Trump is in some ways a return to that mercantilist thinking.

And, as if things weren't bad enough, a genetics firm in Reykjavik, Iceland found that groups of genes that predispose people to spend more years in education became a little rarer in the country from 1910 to 1975. The sample size was more than 100,000 Icelanders. They found a slight decline over the 65-year period... "The cumulative effect over time means this is going to have a dramatic effect on the genetic predisposition to educational attainment."
So, we're getting dumber.

Economists have shown that the cost to get one drug to market successfully is now more than $2.8 billion. This cost has been growing at 7.5 percent per year, more than doubling every ten years. Most of this cost is due to FDA regulation. Some potentially helpful drugs don't ever make it to market because the cost the company must bear is too high.

Last year the official federal auditors at the Government Accountability Office reported more than $150 billion a year in fraudulent and/or erroneous entitlement spending through Social Security, Medicare, Medicaid, food stamps and other benefit programs.

One big problem with Trump is how offensive he can be. Strangely, the celebrities at the Womens March protest was remarkably offensive in response. Perhaps fighting fire with fire. The celebrities, who clearly thought of themselves as the point of the event, were remarkably embarrassing. A real opportunity was missed, I think, as much as Trump missed an opportunity in his speech.

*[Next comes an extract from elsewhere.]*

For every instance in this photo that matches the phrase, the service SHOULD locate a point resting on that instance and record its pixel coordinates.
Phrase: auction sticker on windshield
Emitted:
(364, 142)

"Turkey currently holds some 140 journalists and dozens of academics in prison. No trial.  In Turkey, it has become dangerous to be associated with any books, opinions or newspaper articles that are not expressly supportive of Erdoğan’s government. People inform on their neighbours, and burn their own books for fear of being caught. "(scott)

In 1901, a drilling derrick at Spindletop Hill near Beaumont, Texas, produced an enormous gusher of crude oil, coating the landscape for hundreds of feet and signaling the advent of the American oil industry. The geyser was discovered at a depth of over 1,000 feet, flowed at an initial rate of approximately 100,000 barrels a day and took nine days to cap. This started the world's first trillion dollar industry but also created a source of cheap power that fueled the century. Only now, that we are rich as a result, can we afford to regret it.

According to the National Weather Service, Lake Tahoe has gained about 33.6 billion gallons of water this month and the lake has risen about one foot.